There are two slight tweaks to this which might shorten the path.
One (I'll call this #2) is to see if avoiding the 3-way add reduces
the dependency length on the carry:
sub_ddmmss(hi, lo, 0, a[i] + cy , 0, B - 1 - b[i]);
res[i] = lo + (hi & B);
cy = hi;
Another (#3) is to see if using addition works better:
add_ssaaaa(hi, lo, 0, a[i] + cy, 0, b[i] - B);
res[i] = lo + ((hi-1) & B);
cy = hi;
For asm implementations, the goal is to get keep the carry word in the
carry flag, but it's hampered by the fact that we need to use it twice:
in the following addition, and to correct the current result limb.
This is straightforward on ARM, which allows fine-grained control over
flag setting, even for operations like ADC which *use* the flags, but
is a PITA on x86.
It's possible to add without using carry using LEA, INC, and DEC. Also,
NOT doesn't set the flags, so B-1 - b[i] can be computed as B + ~b[i].
But on x86, logical operations like AND and XOR all clear the carry flag.

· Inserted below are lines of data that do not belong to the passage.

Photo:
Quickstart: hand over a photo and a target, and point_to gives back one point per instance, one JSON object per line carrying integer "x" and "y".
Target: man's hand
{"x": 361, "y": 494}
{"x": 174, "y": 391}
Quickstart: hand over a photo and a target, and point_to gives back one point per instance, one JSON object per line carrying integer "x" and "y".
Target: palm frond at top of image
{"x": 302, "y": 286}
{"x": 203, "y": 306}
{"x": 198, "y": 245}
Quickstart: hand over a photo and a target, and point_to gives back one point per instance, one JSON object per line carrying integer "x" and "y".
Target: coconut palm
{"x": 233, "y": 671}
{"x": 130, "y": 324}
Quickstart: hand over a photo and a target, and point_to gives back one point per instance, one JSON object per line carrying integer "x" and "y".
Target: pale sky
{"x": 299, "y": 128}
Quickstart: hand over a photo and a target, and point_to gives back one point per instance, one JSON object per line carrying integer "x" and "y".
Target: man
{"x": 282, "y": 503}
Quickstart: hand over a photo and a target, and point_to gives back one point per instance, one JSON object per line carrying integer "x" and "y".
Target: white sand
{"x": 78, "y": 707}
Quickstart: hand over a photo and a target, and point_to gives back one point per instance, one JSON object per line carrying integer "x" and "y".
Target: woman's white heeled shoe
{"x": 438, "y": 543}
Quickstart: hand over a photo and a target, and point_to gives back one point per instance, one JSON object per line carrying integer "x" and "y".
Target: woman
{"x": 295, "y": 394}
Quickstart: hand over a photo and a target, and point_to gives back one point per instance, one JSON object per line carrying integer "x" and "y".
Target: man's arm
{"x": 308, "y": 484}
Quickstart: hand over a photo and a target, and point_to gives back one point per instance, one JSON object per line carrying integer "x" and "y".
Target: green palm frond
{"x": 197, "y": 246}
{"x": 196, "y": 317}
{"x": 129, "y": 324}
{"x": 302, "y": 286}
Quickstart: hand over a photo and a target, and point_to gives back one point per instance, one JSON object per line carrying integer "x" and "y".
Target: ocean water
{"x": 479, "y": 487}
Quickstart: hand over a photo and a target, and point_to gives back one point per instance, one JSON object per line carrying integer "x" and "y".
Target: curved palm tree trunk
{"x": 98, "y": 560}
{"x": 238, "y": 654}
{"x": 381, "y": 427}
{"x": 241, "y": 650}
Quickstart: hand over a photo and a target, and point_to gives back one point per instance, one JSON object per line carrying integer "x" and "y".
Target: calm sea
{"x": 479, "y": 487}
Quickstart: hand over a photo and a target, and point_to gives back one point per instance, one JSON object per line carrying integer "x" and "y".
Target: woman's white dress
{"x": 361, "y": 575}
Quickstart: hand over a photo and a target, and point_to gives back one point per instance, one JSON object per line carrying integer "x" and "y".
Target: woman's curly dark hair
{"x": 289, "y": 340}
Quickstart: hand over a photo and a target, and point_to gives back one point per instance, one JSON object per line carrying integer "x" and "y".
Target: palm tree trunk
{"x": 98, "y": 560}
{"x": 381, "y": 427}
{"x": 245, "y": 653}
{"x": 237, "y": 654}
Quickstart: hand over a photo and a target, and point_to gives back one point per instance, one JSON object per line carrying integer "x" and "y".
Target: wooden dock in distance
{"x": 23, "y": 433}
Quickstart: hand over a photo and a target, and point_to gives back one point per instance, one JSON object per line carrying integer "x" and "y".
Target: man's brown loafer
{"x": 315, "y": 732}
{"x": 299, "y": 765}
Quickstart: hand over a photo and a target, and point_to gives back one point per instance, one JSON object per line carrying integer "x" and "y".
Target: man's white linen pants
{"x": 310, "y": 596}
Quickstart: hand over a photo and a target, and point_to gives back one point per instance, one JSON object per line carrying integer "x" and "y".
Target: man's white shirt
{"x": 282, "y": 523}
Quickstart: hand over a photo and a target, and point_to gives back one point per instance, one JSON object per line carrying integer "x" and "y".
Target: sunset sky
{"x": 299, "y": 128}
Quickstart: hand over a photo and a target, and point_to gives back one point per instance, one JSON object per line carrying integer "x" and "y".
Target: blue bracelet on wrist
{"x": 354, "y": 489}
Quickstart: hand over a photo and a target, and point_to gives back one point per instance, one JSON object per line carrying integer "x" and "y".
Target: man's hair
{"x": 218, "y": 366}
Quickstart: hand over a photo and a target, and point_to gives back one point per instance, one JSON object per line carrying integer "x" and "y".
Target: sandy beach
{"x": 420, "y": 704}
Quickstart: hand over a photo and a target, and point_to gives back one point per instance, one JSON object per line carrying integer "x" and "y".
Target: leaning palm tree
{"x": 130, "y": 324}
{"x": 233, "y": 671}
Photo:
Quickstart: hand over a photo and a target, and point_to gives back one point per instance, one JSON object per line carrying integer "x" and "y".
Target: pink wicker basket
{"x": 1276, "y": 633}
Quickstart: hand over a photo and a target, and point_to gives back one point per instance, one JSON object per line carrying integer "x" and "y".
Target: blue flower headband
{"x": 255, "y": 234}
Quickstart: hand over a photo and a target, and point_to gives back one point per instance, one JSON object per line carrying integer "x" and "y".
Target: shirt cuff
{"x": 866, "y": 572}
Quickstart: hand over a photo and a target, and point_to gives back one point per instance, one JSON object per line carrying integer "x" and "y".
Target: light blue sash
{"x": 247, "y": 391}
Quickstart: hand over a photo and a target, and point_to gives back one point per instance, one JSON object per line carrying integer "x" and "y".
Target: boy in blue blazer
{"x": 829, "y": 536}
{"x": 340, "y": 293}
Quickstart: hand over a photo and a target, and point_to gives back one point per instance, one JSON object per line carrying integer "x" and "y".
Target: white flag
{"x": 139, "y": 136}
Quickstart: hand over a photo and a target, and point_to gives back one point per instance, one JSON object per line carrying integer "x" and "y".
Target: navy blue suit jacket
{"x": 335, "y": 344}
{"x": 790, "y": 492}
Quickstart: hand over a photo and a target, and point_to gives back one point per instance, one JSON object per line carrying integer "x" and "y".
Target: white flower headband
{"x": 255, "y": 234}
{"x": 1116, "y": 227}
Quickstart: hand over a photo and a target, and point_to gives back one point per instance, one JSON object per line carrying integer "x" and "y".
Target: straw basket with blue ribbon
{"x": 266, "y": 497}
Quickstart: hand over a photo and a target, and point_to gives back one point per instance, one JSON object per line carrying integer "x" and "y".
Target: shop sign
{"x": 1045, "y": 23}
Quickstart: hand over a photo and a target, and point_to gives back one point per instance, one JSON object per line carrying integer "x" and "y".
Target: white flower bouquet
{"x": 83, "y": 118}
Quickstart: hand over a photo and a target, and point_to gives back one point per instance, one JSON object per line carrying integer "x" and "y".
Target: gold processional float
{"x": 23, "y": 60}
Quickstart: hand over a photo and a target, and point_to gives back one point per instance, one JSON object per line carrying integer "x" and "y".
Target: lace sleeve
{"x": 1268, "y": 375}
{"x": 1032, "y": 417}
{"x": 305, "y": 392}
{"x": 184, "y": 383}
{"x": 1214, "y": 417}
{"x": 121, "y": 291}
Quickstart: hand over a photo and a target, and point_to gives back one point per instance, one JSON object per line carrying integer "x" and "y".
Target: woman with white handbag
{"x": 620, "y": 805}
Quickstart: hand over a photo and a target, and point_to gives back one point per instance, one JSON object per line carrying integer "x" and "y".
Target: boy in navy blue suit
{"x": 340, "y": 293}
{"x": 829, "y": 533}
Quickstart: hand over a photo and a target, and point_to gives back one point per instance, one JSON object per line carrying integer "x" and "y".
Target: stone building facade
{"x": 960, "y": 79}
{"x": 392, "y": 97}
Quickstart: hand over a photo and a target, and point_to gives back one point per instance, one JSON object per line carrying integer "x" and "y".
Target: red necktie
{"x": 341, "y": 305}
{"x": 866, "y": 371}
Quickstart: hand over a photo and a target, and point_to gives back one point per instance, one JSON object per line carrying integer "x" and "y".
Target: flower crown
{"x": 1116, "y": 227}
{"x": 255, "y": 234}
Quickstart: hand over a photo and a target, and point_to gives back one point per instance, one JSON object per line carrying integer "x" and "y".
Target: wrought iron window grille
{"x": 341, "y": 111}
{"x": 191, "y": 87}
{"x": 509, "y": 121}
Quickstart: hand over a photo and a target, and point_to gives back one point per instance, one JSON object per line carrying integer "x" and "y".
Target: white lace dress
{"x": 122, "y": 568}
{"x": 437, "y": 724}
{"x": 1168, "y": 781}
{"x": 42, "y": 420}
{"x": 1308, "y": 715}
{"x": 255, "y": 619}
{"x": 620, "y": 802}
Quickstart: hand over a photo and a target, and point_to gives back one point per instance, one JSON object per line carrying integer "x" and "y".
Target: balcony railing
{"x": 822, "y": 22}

This makes the correction using logical operations apparently impossible.
AFAICT, the only x86 instructions which depend on the carry
flag without setting it are:
1) Direct flags manipulation like LAHF or PUSHF
2) Bcc conditional jump
3) Scc
4) CMOVcc
The first two categories are non-starters for obvious
performance reasons, and Scc is problematic because
converting the 0/1 bit to 0 or B without corrupting
carry is impractical. But CMOVcc has possibilities.
Subtracting without corrupting carry is a pain, so I'll try
option #3. This translates as:
loop:
mov b[i],%tmp1
lea (%tmp1, %negB), %tmp1
adc a[i], %tmp1
lea (%tmp1, %B), %tmp2
cmovcs %tmp1,%tmp2
mov %tmp2,res[i]
dec %len
jnz loop
This has only two loop-carried dependencies (on the carry, and %len),
each a single cycle long.
This comes close to fitting into the Zen's 8-wide integer execution
unit, but not quite. The Zen has
- 4 ALUs (adc, lea, cmov, dec)
- 3 AGUs (2 loads and 1 store)
- 1 conditional branch
The problem is that, without unrolling, we have *five* ALU operations
per iteration. (The adc with a memory operand counts as both a load
and an ALU op.)
But with unrolling, it might be possible to get it down to 1 cycle.
I mention in passing that a useful trick to economize on registers
on x86 is to negate the length, index relative to the end of the
buffers, and increment up to zero. E.g.
lea (%a,%len,8), %a
lea (%b,%len,8), %b
lea (%res,%len,8), %res
neg %len
loop:
mov (%b,%len,8), %tmp1
...
inc %len
jnz loop
Just for completeness, let me see what #2
would look like in asm.
loop:
mov b[i],%tmp1
not %tmp1
lea (%tmp1, %B), %tmp1
mov a[i], %tmp2
sbb %tmp1, %tmp2
lea (%tmp2, %B), %tmp1
cmovcc %tmp2 %tmp1
mov %tmp1,res[i]
dec %len
jnz loop
That ends up as 10 instructions. We have to use separate load
and subtract instructions because we can't use a memory-operand
subtract, and B-1-b[i] is two instructions (not+lea) vs. one
lea for b[i]-B.